I know I've said it before but I really am pretty conservative when it comes to tackle. I tend to stick to the same gear for most of my spinning, particularly when it comes to bassing. However, recently I've been trying a modern Teklon rod (which has stood in my cupboard unused for some time) and a spool of Nanofil line. The reel is my oldest Shimano Stradic - almost an antique now but still very effective. Now the rod is a bit lighter in weight than my usual Surespin and the Nanofil was new to me. I've caught a few bass on the setup and it seemed fine but without any obvious advantages. being a lazy sort of person I simply used the same set of tackle when I went to the local river. I find that with the lighter-weight plugs that I tend to use in freshwater that the set up is very good.
Once I'd learned to control my casts (new rods and reels come into the old dogs-new tricks category for me) I could pitch the lures a fair bit further (perhaps 10%) than on my usual braids and it was pretty accurate. Having already caught bass, pollack, wrasse, mackerel, trout, seatrout, salmon, chub, perch and pike on the equipment I was pretty confident that it would do anything required of it. Anyway, a couple of evenings back my wife was working so I decided to have an hour on the local river and as things turned out it proved my point. As usual I had a few feet of 15lb Memorex monofilament as a leader and a short trace of knottable wire on the end in case of pike.
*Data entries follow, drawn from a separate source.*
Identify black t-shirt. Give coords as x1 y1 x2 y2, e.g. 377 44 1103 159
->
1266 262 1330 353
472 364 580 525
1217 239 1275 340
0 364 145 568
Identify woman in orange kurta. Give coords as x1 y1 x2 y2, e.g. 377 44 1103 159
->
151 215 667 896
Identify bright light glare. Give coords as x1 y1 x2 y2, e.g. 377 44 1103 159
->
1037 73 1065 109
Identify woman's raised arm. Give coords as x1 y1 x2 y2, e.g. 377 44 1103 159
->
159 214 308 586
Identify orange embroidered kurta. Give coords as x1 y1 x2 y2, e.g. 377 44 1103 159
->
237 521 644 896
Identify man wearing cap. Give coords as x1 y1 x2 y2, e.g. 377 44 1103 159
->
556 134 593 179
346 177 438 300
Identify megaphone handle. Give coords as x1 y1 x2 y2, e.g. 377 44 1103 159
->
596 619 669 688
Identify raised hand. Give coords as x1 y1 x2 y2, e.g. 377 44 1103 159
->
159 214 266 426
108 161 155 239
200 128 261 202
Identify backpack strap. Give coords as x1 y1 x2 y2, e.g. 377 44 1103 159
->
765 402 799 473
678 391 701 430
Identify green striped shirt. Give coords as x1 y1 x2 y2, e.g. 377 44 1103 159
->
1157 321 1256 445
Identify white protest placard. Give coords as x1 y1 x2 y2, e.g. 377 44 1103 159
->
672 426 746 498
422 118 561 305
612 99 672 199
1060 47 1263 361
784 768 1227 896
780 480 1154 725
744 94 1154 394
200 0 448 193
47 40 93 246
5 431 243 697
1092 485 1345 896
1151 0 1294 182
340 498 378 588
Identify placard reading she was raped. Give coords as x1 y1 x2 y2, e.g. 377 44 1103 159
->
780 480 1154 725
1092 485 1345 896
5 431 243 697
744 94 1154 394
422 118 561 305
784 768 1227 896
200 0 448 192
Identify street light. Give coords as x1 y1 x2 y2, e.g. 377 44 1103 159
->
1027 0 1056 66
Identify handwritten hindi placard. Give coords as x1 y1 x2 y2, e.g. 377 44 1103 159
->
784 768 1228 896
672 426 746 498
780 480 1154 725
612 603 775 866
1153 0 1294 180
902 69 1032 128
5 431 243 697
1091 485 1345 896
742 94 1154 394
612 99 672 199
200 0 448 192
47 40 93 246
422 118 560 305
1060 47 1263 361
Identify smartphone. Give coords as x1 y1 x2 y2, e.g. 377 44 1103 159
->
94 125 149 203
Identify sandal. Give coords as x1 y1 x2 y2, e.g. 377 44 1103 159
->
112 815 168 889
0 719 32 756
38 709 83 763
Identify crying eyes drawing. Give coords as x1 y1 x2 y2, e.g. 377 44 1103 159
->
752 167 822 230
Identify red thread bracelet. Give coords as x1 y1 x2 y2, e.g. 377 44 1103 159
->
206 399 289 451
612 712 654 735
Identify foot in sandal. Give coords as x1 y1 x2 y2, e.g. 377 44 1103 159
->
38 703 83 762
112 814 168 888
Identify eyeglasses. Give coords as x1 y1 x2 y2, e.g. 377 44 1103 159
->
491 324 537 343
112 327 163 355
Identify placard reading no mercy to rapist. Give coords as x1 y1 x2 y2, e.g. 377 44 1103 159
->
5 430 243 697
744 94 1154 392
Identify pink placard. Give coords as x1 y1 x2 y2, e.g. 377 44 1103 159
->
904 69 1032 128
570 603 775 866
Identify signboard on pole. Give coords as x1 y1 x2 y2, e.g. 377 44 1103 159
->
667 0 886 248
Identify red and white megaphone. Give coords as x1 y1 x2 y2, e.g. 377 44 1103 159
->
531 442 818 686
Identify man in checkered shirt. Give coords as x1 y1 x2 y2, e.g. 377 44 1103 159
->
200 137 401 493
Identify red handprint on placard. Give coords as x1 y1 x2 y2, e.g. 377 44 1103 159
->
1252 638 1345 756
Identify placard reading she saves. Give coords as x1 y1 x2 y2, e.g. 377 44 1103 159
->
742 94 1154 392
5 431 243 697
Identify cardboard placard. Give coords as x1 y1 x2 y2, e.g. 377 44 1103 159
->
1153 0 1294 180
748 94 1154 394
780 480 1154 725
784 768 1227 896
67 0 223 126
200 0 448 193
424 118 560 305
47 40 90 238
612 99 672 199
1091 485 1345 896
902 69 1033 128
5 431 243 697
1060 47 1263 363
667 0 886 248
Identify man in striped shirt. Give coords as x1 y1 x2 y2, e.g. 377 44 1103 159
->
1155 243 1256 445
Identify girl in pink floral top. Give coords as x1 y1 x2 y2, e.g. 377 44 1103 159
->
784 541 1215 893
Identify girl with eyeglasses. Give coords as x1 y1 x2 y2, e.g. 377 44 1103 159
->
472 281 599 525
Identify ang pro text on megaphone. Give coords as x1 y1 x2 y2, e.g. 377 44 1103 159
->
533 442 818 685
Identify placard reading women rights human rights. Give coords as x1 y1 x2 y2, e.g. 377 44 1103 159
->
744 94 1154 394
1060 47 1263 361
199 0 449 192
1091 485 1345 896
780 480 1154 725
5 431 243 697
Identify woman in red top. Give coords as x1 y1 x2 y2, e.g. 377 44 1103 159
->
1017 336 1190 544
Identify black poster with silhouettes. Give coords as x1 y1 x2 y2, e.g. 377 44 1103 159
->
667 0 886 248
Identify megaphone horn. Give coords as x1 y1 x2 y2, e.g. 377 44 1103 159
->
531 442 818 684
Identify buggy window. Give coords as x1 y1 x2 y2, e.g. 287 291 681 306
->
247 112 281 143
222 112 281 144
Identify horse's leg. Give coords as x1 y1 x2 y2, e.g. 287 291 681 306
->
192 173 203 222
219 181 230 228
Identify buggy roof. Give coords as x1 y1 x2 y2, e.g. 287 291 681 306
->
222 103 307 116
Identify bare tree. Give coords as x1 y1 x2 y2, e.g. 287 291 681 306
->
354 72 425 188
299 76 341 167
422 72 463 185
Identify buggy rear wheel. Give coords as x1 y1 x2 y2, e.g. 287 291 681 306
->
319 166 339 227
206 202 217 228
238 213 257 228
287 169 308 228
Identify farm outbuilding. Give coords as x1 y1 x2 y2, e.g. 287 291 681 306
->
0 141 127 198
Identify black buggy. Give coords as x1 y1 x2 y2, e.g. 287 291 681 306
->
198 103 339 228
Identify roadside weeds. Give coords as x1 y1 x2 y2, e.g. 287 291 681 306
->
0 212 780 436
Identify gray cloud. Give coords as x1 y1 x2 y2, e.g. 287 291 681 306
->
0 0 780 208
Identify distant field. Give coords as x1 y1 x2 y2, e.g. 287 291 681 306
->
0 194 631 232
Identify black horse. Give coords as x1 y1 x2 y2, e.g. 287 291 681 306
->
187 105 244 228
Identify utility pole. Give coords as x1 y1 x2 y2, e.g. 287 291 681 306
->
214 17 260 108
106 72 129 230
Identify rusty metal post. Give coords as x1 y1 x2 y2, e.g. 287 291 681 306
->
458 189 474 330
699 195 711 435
I was using a black and silver, J9, floating Rapala - a lure which has caught me countless fish over the years. I'd changed the trebles for 2x versions having had the standard hooks straightened by a big salmon earlier this year. I began fishing in a bridge pool and first cast I had a modest perch. I was pleased because in short sessions there's never any guarantee of fish. I moved up above the bridge and on the first chuck, up and across, I felt a hard knock. "Must have been a fish!" I thought. Second cast I saw the culprit following my lure - a small pike. I cast for a third time and this time the fish was hooked and landed. Two fish in the first two spots - not big but pretty good.
After that things slowed down. In fact they came to a dead stop and by the time it reached twenty-five-to-nine darkness was beginning to fall and I hadn't had another bite. I'd reached the point where I decided to have my last cast and as I opened the bale arm of the reel a good salmon, perhaps 15lb, leapt from the water just where I was about to drop the lure. I cast down and across and let the lure swing round in the current without reeling - nothing! I began to retrieve along my own bank where there was a bit of a slack with a couple of lily leaves showing.
Wallop!!!!! The rod was dragged round into a tight curve as a good fish took the lure. Line screamed off the reel as the fish tore off downstream into a deep pool. "Funny place for a salmon!" I thought "Perhaps it had followed in from the faster water at the head of the pool?" By now it was taking lots of line so I began to back away upstream, rod well bent and clutch zuzzing in short bursts. After about five minutes I began to regain a bit of line and I saw a big swirl on the surface. Even in the gathering gloom I could see that this was no salmon but a big pike. Excellent! All I had to do was land it. I tend not to carry a net because over the years I've had a few good fish come unstuck after loose trebles tangled in the meshes. It was a matter of leading my pike to a spot where I could slide down the bank and stand in the water without risk of drowning.
The first problem was that the pike didn't want to follow me upstream. To compound matters there were several bits of old, rusty, camp sheathing sticking out of the bank. One touch of the line on that and I could kiss goodbye to my fish. For five or ten minutes I tried to manoeuvre the fish round these obstructions. Not easy. The little wand of a rod didn't put much pressure on the fish and it wasn't really long enough to reach beyong the metalwork. Eventually, after reducing the tension on the clutch. I persuaded the pike to swim out a little way and walked the line up past the snags. Now it was just a matter of time. Sure enough I was able to lead the fish up until I reached a shallow gravel platform. I slid down the four-foot drop from the grassy bank and worked the pike to where I stood. bend down, pick it up lay it on the damp grass and remove the hook. Just time to weigh it (just over 9kg) and take a picture with the self timer on the camera. As the fish swam away I realised that it was now almost dark - a good end to my short session.